Harry handed Jason a corroded silver fork. `Atocha' was carved on the handle.
"Is this significant?" Jason asked.
"It's proof positive we'll be diving on the Atocha. Here's the manifest." Harry 
handed Jason a piece of paper.
"How deep?" he asked.
"Forty feet on a flat, sandy bottom. It's a perfect site for shallow salvage 
operations," Harry said.
"I don't read Spanish," Jason glanced at the paper, and walked to his baggage to 
get a book. It was entitled Spain in the 
New World, written by an American with Monroe Doctrine sympathies, which Jason 
shared. He'd marked the page listing the 
treasure manifest of the Nuestra Señora de Atocha, when he had read the book 
during the voyage from Mobile.
"See," Harry smiled, talking to Addie. "I told you he'd do his homework."
"Now, I'm looking at the manifest. Show me something from the main cargo hold. 
This cross, the emeralds, the chain could all 
have come from any Spanish ship sunk in the Caribbean. I want to see more than a 
fork, Harry. That could have been left in 
Havana and went down on a ship fifty or a hundred years later."
"All right, take a look at this." Harry lifted floorboards and dragged up two 
silver ingots. "They're both sixty-three and a 
half pounds. See anything like that on the manifest?"
The manifest listed silver bars at sixty-three point six pounds. All the coins 
they had recovered were dated 1621 or 
earlier. Harry had, indeed, found the resting place of the Atocha's treasure. 
There were forty-seven tons of silver bars out 
there, and Harry knew where. There was also smuggled gold and emeralds; only the 
two hundred and sixty-five souls that 
perished with the Atocha knew how much.
"I did some homework before I came down here," Jason admitted. "I spoke to 
several history professors. They told me about 
the Spanish treasure fleet system for the Caribbean and they made a suggestion I 
followed."
"You hired a researcher at Seville, Spain," Addie guessed.
"Yes, how did you know?"
"That was the next obvious step. But Pappy didn't want to sell off any treasure 
to pay for the research." Addie looked 
indignantly at Harry.
"Don't call me 'Pappy'. My name is 'Harry'. Besides, it was the careful thing 
not to do at the time." Jason remembered 
Harry's cautious nature had saved his life more than once during the war.
Jason smiled at Addie. "I sent the diving bell plans to Triden Foundries in 
Pittsburgh to fabricate, as you suggested. Did 
you know I used to work for the firm, selling their artillery in Europe?"

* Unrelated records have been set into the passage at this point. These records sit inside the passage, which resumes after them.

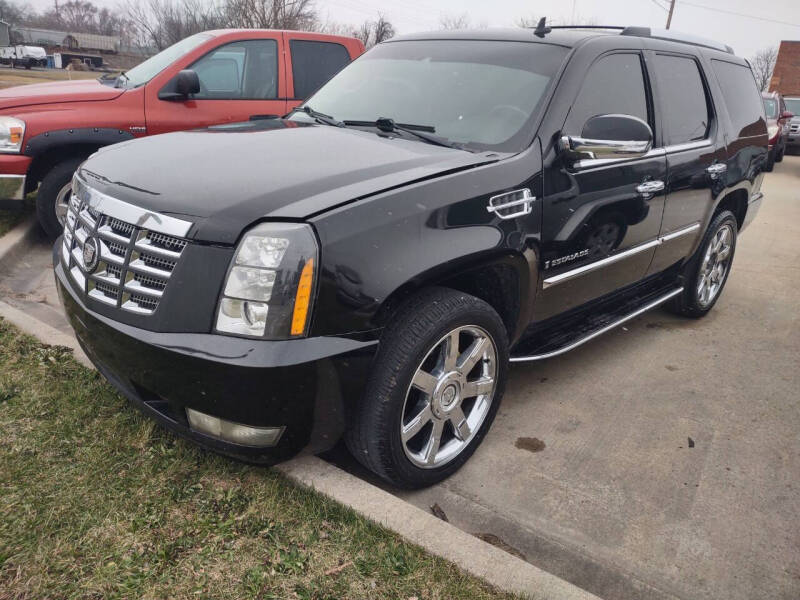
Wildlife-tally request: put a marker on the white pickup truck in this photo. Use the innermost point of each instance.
(25, 56)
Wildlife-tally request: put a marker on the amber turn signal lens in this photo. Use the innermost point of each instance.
(303, 298)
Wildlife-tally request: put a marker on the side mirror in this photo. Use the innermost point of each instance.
(609, 136)
(183, 85)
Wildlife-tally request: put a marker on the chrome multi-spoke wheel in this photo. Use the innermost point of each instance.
(705, 274)
(714, 267)
(62, 202)
(449, 397)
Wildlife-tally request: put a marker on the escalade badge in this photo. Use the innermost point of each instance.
(91, 254)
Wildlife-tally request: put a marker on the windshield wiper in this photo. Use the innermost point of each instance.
(317, 116)
(420, 131)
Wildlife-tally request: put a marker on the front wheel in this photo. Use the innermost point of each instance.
(707, 272)
(52, 199)
(434, 389)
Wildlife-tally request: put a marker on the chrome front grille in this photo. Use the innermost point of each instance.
(136, 260)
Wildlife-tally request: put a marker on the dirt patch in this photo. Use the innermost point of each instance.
(530, 444)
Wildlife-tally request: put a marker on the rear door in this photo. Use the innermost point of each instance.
(599, 227)
(239, 80)
(311, 61)
(695, 147)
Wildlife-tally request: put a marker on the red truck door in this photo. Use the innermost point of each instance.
(312, 59)
(239, 79)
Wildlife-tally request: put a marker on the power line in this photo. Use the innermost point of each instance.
(738, 14)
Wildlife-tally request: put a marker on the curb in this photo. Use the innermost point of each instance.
(497, 567)
(476, 557)
(15, 242)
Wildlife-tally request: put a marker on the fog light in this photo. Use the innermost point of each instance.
(228, 431)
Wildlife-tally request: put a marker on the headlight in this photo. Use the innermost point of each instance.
(269, 288)
(11, 133)
(772, 131)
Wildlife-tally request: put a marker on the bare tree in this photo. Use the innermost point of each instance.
(763, 63)
(375, 32)
(461, 21)
(161, 23)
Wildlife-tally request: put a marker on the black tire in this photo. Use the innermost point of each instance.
(53, 182)
(690, 302)
(374, 436)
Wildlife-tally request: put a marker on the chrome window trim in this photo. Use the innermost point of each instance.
(609, 260)
(135, 215)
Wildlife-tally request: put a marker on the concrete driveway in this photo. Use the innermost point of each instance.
(659, 461)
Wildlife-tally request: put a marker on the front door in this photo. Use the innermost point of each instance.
(238, 81)
(601, 218)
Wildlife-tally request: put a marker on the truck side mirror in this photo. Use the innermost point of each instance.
(181, 87)
(609, 136)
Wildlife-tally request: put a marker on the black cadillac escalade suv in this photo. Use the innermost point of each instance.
(367, 266)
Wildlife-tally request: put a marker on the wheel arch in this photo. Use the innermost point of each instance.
(50, 148)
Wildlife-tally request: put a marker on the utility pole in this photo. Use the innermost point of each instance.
(669, 17)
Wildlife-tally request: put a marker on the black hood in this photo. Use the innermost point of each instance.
(226, 177)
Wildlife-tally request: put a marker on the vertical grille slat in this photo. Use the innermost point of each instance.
(135, 264)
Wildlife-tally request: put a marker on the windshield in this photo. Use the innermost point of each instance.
(482, 94)
(144, 72)
(792, 105)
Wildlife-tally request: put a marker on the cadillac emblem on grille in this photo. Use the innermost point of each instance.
(91, 254)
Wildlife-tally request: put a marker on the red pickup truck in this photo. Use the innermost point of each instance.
(215, 77)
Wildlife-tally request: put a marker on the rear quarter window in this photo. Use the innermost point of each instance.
(741, 97)
(314, 63)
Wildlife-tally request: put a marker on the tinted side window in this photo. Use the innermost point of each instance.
(246, 70)
(313, 63)
(742, 98)
(614, 85)
(684, 108)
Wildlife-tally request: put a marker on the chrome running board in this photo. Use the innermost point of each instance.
(579, 342)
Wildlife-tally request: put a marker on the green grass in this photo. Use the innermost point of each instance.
(96, 501)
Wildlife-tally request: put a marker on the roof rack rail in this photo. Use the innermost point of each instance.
(672, 36)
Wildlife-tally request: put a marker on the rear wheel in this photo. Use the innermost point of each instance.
(53, 196)
(707, 272)
(434, 390)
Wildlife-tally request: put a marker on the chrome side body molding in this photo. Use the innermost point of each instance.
(579, 342)
(582, 270)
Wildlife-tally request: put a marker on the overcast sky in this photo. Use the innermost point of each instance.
(758, 24)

She nodded. "The engineers at Triden know how to make more than cannons."
"Why a diving bell? Why not the French self-contained tank and regulator units. 
I've read they work very well. Or the 
standard hard hat diving suit?"
"It's an easy dive location, just fine for free swimmers working from a bell 
right over the site. We don't need a lot of 
heavy diving equipment or experimental French technology," Addie explained. 
Jason looked at Harry questioningly.
"Addie dives better than most men," he admitted. "The locals consider her an 
expert."
That was enough for one night. Jason knew this was a serious and potentially 
very profitable venture. He turned the 
conversation to Addie and Big Pine Key. Jason wanted to know all about her and 
this quiet little island. When they all 
started to yawn, Addie brought some bedding to the sofa in the living room for 
Jason, and they said goodnight.
That same evening Charley Dardy walked down Front Street and into the Lucky Spot 
Eatery & Drinking Establishment. Dardy was 
a short, heavy-set man with dark, nervous eyes over a small nose and full lips. 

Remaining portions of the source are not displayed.